Прошло почти два месяца, в Оллингтоне Святки были уже на дворе. Нельзя допустить, что в Большом и Малом оллингтонских домах предполагалось проводить праздники с шумным весельем. Рана, полученная Лилианой Дель, принадлежала к числу таких, от которых не скоро поправляются, все семейство ощущало на себе тяжесть, не допускавшую никакого веселья. Что касается до самой Лили, то надо сказать, что она со всею твердостью и терпением женщины переносила свое несчастье. В первую неделю она стояла, как дерево, которое сопротивляется ветру и которое скоро должно было раздробиться, потому что не хотело гнуться. В течение этой недели спокойствие Лили наводило страх на ее мать и сестру. Она выполняла все домашние обязанности, прогуливалась по деревне и в первое воскресенье показалась в церкви на своем месте. По вечерам Лили садилась за книгу, удерживая слезы, и выражала легкий гнев на мать и сестру, когда замечала, что они смотрели на нее с особенным беспокойством.

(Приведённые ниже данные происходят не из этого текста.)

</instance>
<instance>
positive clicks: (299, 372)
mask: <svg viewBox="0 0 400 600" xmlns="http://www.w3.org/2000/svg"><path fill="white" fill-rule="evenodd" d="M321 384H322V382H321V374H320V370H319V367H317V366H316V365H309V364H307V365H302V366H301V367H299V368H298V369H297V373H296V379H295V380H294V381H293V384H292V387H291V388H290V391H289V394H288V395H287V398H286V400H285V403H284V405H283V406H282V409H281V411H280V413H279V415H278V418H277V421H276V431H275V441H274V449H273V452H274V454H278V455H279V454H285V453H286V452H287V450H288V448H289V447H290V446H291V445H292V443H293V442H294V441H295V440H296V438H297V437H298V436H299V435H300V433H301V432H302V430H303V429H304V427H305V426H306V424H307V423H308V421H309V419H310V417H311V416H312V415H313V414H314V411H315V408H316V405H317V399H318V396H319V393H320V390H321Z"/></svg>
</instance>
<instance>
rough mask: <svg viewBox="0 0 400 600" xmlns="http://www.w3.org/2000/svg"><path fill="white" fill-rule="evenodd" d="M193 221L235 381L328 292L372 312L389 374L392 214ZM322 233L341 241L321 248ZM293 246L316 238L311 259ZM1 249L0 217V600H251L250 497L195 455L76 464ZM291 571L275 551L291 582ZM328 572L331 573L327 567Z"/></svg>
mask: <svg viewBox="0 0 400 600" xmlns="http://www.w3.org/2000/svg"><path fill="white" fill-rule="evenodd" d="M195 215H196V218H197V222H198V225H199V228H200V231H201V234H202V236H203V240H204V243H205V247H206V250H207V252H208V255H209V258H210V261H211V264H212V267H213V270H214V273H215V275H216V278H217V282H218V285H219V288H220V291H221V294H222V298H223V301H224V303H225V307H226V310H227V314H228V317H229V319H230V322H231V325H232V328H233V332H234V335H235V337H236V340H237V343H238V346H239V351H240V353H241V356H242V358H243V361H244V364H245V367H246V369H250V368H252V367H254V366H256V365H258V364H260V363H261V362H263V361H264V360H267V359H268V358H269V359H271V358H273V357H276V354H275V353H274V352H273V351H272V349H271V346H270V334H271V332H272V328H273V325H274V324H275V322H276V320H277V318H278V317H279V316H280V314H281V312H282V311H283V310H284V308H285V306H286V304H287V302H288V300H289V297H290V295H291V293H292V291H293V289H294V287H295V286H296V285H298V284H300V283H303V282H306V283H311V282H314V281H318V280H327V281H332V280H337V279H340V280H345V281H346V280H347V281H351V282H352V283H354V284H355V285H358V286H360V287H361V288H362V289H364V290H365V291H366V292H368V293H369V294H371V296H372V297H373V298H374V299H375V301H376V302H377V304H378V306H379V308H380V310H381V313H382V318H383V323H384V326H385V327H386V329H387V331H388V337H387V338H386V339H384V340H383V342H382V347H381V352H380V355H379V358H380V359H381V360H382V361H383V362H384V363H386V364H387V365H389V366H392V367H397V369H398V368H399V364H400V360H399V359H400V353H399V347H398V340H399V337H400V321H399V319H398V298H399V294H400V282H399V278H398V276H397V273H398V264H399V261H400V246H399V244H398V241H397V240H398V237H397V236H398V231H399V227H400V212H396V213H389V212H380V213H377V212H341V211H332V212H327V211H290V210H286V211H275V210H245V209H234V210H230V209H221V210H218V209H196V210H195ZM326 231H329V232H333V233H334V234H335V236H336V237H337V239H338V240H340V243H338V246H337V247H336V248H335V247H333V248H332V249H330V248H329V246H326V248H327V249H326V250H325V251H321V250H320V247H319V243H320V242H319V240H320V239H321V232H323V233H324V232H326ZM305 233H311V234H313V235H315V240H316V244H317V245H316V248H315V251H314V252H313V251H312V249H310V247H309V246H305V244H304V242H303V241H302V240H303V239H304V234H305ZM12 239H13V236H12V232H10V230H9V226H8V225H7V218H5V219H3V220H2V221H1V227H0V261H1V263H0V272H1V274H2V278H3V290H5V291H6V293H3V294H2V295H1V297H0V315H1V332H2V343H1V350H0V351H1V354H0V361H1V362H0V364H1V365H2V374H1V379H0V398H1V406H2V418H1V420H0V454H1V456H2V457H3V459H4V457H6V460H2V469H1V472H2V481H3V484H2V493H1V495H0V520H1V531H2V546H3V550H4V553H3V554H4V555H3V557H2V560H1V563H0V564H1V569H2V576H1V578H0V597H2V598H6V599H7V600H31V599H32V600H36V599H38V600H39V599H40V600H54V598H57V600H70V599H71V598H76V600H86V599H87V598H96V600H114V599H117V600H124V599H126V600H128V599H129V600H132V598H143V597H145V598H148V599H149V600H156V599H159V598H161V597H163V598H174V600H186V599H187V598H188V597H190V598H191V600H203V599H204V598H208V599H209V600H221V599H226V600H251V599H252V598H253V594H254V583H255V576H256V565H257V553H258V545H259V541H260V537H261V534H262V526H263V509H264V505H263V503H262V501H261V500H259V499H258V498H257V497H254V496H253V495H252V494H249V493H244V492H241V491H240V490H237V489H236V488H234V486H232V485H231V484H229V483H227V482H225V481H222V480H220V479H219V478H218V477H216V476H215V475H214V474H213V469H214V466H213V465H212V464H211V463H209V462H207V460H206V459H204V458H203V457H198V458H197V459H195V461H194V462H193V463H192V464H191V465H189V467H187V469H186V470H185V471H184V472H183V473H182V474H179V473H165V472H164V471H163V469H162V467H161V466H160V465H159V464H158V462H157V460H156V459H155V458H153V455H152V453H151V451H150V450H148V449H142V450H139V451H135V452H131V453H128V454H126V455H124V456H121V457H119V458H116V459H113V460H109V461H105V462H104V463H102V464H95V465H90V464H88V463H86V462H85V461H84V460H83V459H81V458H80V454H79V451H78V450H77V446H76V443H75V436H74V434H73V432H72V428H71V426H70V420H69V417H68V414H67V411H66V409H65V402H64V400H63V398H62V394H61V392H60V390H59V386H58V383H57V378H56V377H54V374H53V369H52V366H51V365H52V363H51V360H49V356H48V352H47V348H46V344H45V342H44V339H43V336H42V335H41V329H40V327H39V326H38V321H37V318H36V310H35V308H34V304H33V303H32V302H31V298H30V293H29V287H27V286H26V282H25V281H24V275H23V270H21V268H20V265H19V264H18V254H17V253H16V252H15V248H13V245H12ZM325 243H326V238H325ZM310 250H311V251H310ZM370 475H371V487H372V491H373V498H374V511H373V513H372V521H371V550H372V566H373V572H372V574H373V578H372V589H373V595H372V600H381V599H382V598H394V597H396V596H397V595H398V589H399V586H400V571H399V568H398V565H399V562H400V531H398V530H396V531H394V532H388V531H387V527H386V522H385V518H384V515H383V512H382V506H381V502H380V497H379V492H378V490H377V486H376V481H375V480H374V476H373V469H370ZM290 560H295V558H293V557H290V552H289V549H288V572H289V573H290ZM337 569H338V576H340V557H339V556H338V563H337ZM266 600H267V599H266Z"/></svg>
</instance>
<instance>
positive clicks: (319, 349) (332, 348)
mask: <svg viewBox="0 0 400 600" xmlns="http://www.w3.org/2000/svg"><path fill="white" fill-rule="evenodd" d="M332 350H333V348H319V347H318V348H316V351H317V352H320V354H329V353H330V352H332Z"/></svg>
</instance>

– Мама, пусть это останется так, как будто ничего не бывало, – сказала она.

– Ах, милая! Если бы это было возможно!

– Боже упаси, чтобы это было возможно в душе, – отвечала Лили, – но наружно это совершенно возможно. Я чувствую, что вы оказываете мне гораздо более нежности, чем бывало прежде, и это меня огорчает. Мне было бы несравненно лучше, если бы вы бранили меня за леность.

Но ее мать не могла обращаться с Лили так, как, может статься, обращалась бы с ней, если бы на нее, бедняжку, не обрушилось такое тяжелое горе. Она не могла оставить тех тревожных нежных взглядов, которые давали знать Лили, что на нее смотрят, как на смертельно раненную лань.

В конце первой недели Лили склонилась под бременем своей горести.

– Мне не хочется вставать, Белл, – сказала Лили однажды поутру. – Я нездорова. Я лучше полежу здесь одна. Пожалуйста, не делай из этого особенного шуму. Я малодушна до глупости и от этого захворала.

Мистрис Дель и Белл перепугались, у обеих побледнели лица, когда они вспомнили рассказы о несчастных девушках, умиравших от несчастий в любви, потухавших, как тухнут небольшие светильники, когда на них довольно сильно пахнёт ветерок. Но надобно сказать, Лили не была таким легким светильником, как не была и деревом, которое должно бы сломиться, потому что не хотело гнуться. Она согнулась, наконец, под напором сильного ветра и оставалась в этом положении в течение недели, потом встала, сохранив свою прямую грациозную форму, блестящий огонек в ее глазах не потух.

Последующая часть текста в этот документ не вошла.